For the most part, data on the maternal RSV vaccine show that it is safe, with no associations with vaccination and acute safety outcomes, preterm birth, small for gestational age or stillbirth, according to researcher Malini DeSilva, MD, a travel and tropical medicine specialist and pediatrician at HealthPartners Institute, in St. Paul, Minn.

However, there is a small but statistically increased risk for hypertensive disorders of pregnancy (HDP) in pregnant people who received the vaccine, according to Dr. DeSilva. At the same time, the severity of HDP is similar in those who are vaccinated and those who were unvaccinated, she said, where rates of cesarean delivery, admission following birth hospitalization and length of stay were similar in the  groups. There is a potential that a residual confounder or outcome misclassification is affecting these statistics, she said. “Results of the 2024-25 season analysis are pending and will be important for further understanding of prenatal RSV vaccine safety,” Dr. DeSilva said.

New Data Show Nirsevimab Safe in Infants

Data collected following nirsevimab approval and ACIP recommendations continue to show safety in infants, according to a presentation by researcher Matthew F. Daley, MD, a senior clinician investigator who works in pediatric and vaccine research at the Kaiser Permanente Institute for Health, in Aurora, Colo.

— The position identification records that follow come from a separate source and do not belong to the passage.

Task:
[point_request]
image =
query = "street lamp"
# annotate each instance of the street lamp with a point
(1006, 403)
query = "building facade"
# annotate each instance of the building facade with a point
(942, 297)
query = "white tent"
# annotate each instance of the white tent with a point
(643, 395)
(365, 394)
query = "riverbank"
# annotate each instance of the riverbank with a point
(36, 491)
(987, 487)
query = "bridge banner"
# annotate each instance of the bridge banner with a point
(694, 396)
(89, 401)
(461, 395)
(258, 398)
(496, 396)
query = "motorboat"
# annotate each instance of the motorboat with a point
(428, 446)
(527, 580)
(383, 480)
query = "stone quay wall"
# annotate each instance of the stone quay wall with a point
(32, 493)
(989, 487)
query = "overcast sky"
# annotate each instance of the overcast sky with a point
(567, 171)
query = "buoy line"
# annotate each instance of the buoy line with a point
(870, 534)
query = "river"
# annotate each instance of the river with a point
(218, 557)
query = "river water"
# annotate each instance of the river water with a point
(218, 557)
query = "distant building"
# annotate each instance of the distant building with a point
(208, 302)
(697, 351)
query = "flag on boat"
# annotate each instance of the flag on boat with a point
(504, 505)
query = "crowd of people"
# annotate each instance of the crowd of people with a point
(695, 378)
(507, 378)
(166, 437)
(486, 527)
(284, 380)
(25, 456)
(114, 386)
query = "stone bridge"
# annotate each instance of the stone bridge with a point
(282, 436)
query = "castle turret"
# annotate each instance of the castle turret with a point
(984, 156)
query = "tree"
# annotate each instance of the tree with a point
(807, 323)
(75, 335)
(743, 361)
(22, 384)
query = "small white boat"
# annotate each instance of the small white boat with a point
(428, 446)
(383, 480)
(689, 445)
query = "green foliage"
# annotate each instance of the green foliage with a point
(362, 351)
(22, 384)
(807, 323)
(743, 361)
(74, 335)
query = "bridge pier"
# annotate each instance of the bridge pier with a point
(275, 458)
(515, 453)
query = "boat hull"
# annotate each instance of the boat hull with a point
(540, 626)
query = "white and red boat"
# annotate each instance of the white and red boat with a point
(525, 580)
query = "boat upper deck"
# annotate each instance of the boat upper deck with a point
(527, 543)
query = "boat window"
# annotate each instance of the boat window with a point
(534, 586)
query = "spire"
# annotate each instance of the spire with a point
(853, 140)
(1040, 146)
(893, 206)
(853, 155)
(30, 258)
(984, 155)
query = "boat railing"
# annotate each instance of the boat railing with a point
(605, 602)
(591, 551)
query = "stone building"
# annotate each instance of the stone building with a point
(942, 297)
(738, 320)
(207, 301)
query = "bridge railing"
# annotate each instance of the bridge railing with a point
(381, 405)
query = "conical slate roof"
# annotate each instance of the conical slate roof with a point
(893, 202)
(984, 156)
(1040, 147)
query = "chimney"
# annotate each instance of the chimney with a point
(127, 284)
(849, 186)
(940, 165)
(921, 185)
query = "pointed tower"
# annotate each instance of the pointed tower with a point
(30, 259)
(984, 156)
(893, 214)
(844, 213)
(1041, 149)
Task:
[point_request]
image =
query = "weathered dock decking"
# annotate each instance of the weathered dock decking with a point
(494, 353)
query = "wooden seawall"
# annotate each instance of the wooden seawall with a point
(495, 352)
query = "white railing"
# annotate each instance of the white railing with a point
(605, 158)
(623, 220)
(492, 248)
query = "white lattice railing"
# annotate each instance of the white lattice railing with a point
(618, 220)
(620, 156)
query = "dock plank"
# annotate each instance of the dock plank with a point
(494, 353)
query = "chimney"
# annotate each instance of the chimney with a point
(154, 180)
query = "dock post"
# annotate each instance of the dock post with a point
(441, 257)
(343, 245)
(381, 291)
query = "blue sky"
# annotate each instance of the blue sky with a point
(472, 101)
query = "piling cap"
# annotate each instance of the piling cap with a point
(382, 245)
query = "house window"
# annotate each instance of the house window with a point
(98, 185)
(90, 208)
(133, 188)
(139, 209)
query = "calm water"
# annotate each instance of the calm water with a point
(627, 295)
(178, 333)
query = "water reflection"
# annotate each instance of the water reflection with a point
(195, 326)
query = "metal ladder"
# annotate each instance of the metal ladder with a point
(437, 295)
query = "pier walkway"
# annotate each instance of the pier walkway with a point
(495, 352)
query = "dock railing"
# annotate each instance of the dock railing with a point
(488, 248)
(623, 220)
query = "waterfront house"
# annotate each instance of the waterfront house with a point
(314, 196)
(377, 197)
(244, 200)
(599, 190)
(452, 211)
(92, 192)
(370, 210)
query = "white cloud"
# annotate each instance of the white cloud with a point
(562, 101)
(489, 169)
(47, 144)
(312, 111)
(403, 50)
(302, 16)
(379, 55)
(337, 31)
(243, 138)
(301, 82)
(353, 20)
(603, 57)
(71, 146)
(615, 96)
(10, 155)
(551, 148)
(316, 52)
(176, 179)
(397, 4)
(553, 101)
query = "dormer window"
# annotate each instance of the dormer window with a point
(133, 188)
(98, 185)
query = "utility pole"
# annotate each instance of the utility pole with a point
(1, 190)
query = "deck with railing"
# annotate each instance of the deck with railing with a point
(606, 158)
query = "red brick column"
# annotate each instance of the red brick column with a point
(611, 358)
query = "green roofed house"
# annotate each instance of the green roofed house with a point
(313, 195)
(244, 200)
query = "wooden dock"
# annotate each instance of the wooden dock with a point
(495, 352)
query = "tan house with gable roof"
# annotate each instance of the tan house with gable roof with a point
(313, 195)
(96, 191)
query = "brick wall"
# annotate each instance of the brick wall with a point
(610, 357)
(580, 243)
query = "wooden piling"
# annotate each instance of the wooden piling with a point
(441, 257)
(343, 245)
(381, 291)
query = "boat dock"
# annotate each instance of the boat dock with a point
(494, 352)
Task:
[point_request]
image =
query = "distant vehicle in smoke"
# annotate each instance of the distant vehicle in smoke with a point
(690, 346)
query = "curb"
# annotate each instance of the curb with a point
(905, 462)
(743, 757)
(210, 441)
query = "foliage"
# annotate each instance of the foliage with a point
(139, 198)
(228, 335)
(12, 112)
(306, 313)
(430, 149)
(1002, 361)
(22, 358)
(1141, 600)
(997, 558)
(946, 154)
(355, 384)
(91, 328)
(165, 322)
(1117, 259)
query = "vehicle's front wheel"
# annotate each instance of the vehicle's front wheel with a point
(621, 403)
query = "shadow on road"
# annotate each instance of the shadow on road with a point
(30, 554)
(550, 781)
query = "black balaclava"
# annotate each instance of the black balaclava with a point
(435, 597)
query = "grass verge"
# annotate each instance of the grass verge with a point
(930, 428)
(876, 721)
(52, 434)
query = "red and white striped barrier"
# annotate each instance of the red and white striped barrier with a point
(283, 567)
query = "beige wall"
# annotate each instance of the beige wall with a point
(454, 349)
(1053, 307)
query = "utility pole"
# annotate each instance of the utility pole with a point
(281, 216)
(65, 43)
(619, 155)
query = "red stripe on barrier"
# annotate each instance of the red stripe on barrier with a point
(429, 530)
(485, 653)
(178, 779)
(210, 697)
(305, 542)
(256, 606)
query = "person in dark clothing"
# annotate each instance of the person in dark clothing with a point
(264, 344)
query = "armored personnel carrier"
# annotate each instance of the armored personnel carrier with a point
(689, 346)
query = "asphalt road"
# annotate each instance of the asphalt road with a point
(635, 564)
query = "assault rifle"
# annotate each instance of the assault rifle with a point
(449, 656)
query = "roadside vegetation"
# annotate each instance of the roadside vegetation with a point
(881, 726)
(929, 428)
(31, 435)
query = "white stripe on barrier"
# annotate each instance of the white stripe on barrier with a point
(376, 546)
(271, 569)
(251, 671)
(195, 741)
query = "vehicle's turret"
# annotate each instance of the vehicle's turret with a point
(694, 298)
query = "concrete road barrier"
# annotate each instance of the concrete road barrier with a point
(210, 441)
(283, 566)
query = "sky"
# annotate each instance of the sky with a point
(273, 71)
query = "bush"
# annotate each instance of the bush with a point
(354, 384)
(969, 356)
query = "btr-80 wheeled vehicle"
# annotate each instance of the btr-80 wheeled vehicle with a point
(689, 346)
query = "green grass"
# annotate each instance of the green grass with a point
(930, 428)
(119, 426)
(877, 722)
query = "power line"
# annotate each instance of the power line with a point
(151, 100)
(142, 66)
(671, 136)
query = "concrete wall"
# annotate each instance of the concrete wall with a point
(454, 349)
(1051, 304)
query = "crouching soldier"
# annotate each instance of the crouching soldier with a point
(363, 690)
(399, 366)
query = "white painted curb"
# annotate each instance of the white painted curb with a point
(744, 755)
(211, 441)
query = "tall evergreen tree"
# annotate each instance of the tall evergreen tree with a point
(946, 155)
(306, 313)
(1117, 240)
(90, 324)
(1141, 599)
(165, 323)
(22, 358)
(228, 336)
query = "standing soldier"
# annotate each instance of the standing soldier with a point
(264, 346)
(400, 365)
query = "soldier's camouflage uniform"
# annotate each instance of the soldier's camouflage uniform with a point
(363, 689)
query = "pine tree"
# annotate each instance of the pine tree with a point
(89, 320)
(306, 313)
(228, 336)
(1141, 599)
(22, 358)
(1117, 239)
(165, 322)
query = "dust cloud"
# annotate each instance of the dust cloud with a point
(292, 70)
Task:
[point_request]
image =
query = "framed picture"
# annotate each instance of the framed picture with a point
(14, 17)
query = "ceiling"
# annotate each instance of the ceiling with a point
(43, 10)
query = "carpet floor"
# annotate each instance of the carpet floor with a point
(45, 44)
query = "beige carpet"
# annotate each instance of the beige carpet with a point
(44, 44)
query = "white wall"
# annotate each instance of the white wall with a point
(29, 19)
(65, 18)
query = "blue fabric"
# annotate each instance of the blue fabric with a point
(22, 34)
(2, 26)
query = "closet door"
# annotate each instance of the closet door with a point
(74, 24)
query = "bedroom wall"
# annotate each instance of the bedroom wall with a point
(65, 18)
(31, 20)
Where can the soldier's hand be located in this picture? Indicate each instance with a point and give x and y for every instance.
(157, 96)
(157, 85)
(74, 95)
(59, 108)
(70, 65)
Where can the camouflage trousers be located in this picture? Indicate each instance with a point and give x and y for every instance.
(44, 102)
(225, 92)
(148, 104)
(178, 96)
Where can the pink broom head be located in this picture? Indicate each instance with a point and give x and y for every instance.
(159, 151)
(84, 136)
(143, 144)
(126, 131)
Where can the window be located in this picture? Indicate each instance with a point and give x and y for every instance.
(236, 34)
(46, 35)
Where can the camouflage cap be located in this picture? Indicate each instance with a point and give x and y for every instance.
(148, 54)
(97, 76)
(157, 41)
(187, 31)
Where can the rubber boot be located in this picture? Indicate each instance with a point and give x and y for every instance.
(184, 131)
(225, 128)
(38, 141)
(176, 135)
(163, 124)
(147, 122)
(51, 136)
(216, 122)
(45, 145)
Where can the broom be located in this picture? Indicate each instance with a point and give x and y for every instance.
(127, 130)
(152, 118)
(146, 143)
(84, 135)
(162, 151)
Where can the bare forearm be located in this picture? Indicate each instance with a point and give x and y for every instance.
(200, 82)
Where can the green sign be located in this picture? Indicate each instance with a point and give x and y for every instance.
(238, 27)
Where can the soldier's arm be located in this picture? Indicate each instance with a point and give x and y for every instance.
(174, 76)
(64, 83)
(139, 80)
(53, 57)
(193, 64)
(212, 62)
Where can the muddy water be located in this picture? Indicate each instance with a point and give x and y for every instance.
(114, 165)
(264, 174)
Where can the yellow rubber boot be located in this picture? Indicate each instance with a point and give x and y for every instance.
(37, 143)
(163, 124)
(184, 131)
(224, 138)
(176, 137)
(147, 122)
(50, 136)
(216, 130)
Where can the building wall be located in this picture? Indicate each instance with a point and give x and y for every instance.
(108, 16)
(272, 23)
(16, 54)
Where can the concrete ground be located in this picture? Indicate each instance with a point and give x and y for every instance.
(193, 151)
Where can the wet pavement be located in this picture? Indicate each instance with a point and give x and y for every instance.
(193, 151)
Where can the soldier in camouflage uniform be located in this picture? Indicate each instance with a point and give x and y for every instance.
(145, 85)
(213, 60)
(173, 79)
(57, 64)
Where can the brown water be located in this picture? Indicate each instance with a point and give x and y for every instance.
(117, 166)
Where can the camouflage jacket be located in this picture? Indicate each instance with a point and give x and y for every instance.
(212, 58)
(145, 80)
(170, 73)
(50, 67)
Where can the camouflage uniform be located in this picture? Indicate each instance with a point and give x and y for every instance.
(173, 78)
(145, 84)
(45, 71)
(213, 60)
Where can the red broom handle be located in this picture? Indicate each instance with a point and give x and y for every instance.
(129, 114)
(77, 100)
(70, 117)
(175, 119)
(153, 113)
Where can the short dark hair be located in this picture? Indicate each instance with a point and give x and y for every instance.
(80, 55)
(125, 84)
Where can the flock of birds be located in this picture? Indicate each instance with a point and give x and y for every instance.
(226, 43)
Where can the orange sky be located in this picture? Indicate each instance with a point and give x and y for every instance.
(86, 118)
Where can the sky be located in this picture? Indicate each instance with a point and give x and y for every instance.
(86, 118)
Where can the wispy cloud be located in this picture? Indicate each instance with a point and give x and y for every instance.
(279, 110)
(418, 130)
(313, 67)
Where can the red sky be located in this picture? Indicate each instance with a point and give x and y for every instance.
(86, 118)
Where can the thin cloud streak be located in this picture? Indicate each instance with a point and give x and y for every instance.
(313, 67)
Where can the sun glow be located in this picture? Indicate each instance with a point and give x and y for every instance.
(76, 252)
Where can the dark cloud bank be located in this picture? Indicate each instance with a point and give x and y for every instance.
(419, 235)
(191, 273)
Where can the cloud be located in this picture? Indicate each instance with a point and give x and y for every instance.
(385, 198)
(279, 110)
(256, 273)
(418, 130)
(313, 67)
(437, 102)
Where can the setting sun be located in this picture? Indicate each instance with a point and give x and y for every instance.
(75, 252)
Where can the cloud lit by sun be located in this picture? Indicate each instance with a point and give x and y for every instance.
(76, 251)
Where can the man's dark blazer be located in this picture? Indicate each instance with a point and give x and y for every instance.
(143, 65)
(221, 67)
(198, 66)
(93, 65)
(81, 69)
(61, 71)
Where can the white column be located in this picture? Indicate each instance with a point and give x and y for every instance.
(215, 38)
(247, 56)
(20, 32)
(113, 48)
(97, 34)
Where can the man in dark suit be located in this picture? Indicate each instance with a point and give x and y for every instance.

In a population of more than 74,000 neonates and infants who received nirsevimab (children combined over two RSV seasons), there was no evidence of increased risks for seizures, immune thrombocytopenia, drug reactions, fever or sepsis. There were no cases of anaphylaxis; however, they did note a small number of non-anaphylacitc allergic reactions, predominantly urticaria. 

They are continuing surveillance, Dr. Daley said, with plans to analyze the 2023-2024 respiratory season, a preliminary assessment of 2024-2025 data, and a final surveillance assessment with data points ending this July.